If Duco recognises a submitted record as the record that was submitted earlier, it will track it as the same record. The exception attributes will be copied over to the latest occurrence and the previous occurrence will be closed.
Depending on the specifics of the submitted data, it is recommended to limit the record tracking and auto-closure look back to the previous run.
Use case:
Full population Transaction Reconciliations
This is the most common use case where carry over is not required, all the records that require reconciling are coming in every run.
Record tracking and auto-closure are required for ageing and exception investigation continuity. Record tracking limit can be set to the previous run. Auto-closure limits can be set to the previous run as well to ensure proper performance in the product.
Record tracking/ auto-closure based on the match fields
This setup is used ad-hoc, for specific data configuration when auto closing by the record tracking keys does not allow to close the unique exceptions properly. Tracking and auto-closure lookback limits should be set on a case per case basis.
If you hesitate choosing which configuration is correct for your data, reach out to support.
Use case:
Position Reconciliations
In this case, investigators want the break and age to roll if the position break is the same quantity vs be treated as a new break if the quantity is different.
This set up enables the investigative team to identify new vs. old breaks.
Best practice is to move investigated exceptions to Under Review / Pending and that status will be carried forward as part of the auto-close. If the values in tracking key fields change (e.g. qty) this is considered a new break so requires a new investigation.

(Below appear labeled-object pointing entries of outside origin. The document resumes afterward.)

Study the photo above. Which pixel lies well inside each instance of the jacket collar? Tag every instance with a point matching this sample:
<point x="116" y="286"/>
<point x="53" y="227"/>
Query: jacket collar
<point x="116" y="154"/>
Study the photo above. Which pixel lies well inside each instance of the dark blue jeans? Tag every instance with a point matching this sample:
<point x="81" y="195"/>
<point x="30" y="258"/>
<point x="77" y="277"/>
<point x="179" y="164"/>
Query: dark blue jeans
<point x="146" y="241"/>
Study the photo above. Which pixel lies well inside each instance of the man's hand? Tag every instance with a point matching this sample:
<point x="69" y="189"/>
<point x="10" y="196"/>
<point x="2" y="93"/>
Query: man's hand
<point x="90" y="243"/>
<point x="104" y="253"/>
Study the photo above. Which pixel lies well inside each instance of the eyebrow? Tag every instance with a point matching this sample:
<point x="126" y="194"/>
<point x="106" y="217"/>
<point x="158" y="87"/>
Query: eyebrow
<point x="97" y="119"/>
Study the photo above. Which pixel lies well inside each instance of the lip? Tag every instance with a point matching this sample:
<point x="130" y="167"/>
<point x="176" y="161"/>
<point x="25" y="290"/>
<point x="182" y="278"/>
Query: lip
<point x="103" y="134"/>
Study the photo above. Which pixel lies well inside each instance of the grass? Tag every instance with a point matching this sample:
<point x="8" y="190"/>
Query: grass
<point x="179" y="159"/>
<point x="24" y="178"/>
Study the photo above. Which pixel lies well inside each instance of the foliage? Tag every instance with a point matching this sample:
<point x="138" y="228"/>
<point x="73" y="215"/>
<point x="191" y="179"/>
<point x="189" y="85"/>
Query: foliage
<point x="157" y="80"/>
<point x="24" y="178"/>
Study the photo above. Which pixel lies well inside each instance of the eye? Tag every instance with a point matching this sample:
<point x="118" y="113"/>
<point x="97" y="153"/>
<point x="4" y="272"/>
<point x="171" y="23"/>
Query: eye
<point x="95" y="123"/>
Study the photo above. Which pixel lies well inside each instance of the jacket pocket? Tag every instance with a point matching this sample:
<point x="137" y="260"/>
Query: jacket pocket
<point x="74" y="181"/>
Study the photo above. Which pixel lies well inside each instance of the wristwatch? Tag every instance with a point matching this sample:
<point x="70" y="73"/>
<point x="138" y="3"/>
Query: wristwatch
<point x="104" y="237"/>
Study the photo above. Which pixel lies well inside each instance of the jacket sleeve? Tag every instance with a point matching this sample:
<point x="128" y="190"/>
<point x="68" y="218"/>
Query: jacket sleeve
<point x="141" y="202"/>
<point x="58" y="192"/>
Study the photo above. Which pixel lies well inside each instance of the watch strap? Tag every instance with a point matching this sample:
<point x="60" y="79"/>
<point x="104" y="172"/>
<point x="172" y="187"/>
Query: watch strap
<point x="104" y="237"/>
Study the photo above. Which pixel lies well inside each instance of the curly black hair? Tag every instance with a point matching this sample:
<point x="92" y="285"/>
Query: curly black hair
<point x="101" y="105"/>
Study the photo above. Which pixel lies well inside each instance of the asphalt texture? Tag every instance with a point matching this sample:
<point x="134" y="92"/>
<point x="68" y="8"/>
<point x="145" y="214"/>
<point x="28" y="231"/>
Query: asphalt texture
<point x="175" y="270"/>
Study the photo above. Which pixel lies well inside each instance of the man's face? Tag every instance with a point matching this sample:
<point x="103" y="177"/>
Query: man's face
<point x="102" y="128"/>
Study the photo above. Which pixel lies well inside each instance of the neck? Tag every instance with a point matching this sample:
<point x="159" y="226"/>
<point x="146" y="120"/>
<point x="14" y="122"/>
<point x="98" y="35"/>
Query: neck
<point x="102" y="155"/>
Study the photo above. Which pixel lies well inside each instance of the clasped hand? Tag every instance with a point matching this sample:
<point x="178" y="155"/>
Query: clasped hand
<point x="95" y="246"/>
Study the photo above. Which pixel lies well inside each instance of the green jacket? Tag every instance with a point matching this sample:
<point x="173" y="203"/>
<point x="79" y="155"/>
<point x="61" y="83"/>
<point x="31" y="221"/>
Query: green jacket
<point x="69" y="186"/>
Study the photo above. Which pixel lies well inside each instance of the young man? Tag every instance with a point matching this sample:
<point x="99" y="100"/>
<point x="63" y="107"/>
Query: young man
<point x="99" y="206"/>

Record tracking + carryover + auto-closure
Use Case:
Delta Transaction Reconciliations
Carry-over should be enabled to allow previous breaks to match off with newly submitted records. For best performance it should be set to a limited number of days.
Record tracking is required to switch on the carry-over and also for ageing and exception investigation continuity.
Auto-closure should be switched on to close any previous occurrences of the carried over items as well as have the continuity of the exception investigation.
Record tracking and closure limit should be set to the previous run i.e. N=1 . Carry-over is suggested be set to a defined number of days.
Use Case:
Trade reconciliations (there can be only one occurrence of a transaction with all the attributes including price)
Carry over and record tracking should be enabled. Auto-closure suggested to be set to the record tracking fields.
Both, record tracking and auto-closure lookback are recommended to be set to 1 run i.e. N=1
All in all, this guide is meant to provide you with combinations of features that make sense. If you need help determining which combination is appropriate for your data, file a support ticket.